We know that the law is spiritual; but I am carnal, sold under sin. I do not understand my own actions. For I do not do what I want, but I do the very thing I hate. Now if I do what I do not want, I agree that the law is good. So then it is no longer I that do it, but sin which dwells within me. For I know that nothing good dwells within me, that is, in my flesh. I can will what is right, but I cannot do it. For I do not do the good I want, but the evil I do not want is what I do. Now if I do what I do not want, it is no longer I that do it, but sin which dwells within me.

Certainly a harmonization between Paul, or Luther’s interpretation of Paul—even if Paul and Luther are not the same—and Joseph Smith is not possible. Yet both Luther and Joseph Smith may have something to say to the respective traditions which they represent. Luther saw that the people of faith still had the residuals of sin within them, and that therefore their trust was in a gracious God beyond all they did or were. Could Mormonism be brought to see that there may be more ambiguity in the religious life than it knows; that it troubles others to see that its spirituality is so much on the side of man’s present condition, which remains tainted.
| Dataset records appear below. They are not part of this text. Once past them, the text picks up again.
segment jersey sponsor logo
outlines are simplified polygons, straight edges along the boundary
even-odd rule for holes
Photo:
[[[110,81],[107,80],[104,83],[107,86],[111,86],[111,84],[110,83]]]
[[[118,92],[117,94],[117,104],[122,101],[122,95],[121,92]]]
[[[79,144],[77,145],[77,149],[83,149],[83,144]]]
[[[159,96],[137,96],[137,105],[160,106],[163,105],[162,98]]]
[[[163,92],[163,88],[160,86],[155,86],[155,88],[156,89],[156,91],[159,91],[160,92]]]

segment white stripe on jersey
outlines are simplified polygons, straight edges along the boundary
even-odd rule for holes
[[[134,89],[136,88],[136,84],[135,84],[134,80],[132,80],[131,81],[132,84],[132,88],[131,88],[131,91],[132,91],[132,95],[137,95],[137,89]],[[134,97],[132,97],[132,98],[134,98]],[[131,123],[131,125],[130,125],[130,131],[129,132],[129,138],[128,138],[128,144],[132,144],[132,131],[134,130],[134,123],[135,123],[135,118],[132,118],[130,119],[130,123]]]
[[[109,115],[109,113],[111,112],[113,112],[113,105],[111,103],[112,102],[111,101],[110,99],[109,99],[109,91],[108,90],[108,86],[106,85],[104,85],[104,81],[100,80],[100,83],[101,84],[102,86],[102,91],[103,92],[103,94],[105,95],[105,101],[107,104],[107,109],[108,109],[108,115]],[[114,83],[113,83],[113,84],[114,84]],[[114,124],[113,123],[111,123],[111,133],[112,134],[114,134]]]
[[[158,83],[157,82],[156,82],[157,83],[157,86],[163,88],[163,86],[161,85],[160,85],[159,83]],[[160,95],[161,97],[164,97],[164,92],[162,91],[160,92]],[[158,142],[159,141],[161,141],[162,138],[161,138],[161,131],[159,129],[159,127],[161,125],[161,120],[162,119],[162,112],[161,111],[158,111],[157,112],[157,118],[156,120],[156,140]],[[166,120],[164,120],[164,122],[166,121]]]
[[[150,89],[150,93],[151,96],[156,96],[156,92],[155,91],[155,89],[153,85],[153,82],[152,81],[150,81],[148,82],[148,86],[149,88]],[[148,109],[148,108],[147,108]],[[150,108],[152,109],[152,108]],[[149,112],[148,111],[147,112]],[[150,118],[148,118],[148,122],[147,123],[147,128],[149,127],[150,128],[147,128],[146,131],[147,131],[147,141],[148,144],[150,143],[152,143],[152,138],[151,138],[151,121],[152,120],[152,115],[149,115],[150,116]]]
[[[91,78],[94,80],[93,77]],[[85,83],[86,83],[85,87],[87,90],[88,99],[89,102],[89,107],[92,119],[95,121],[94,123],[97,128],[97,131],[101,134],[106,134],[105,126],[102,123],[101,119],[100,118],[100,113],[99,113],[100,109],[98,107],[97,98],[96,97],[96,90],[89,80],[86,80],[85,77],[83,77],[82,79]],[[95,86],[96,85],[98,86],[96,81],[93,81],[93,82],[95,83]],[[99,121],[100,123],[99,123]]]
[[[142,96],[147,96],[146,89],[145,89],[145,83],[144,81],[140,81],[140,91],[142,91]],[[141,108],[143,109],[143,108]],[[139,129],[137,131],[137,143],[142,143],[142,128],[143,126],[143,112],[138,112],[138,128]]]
Joseph Smith knew that the vitalities of life belong to faith, that this life and its religious arena are one and positive, even in the face of death. Such a healthy regard for creation and its future stands over against all puritanical spiritualities that denigrate the body. The puritanical streak within Mormonism is not essential to its theory, and perhaps it has prevented it from making the contribution it might have.

I, and all of us in one way or another, have touched on the social context or history of Mormonism. Let us accept that Mormonism, as other religions, is based on revelatory experiences. But visions and revelatory events occur in contexts, with colorations unique to them. Delineations of such contexts do not provide explanations, but may provide illumination. My own historical hunches, based on some evidence, is that historically, Mormonism belonged to an English type of Christianity, as compared with a Continental type, north or south of the Alps. English Christianity, even in its reformed form, differs markedly from its Continental cousins. Theologically, the religion of Israel and of Christ, seen in positive relation to each other by John Calvin, on the Continent, took the form of a culture formed by religious perceptions, as contrasted with the forming of a total society analogous to Israel in England. From the medieval Lollards to the Puritans—and they are more connected than Calvin and the Puritans—the identification with Israel, the creation of a new Israel, the identification of the land and people with Israel, has been constant, and no Continental would have thought of himself or herself in that way. The impossibility of creating such a society in England led, of course, to New England, the real new Israel. The Puritan experiment in New England was more successful in its ethos than its theology, which increasingly divided and fragmented the very society it was intending, in analogy to Israel, to create. It was the Mormons who found and made the place a society in genuine analogy to Israel. The religious-social experiment which was frustrated in London, and abortive in Boston, succeeded in Salt Lake City. The New Testament message, supplemented by fresh revelations, was given form in a society analogous to the religious and social intermixture known as Israel.

Mormonism is a new and ancient religion, once banking everything on the newness of its revelation and more lately in an increasing crescendo, buttressing its credibility by the wealth of ancient, historical analogies and allusions.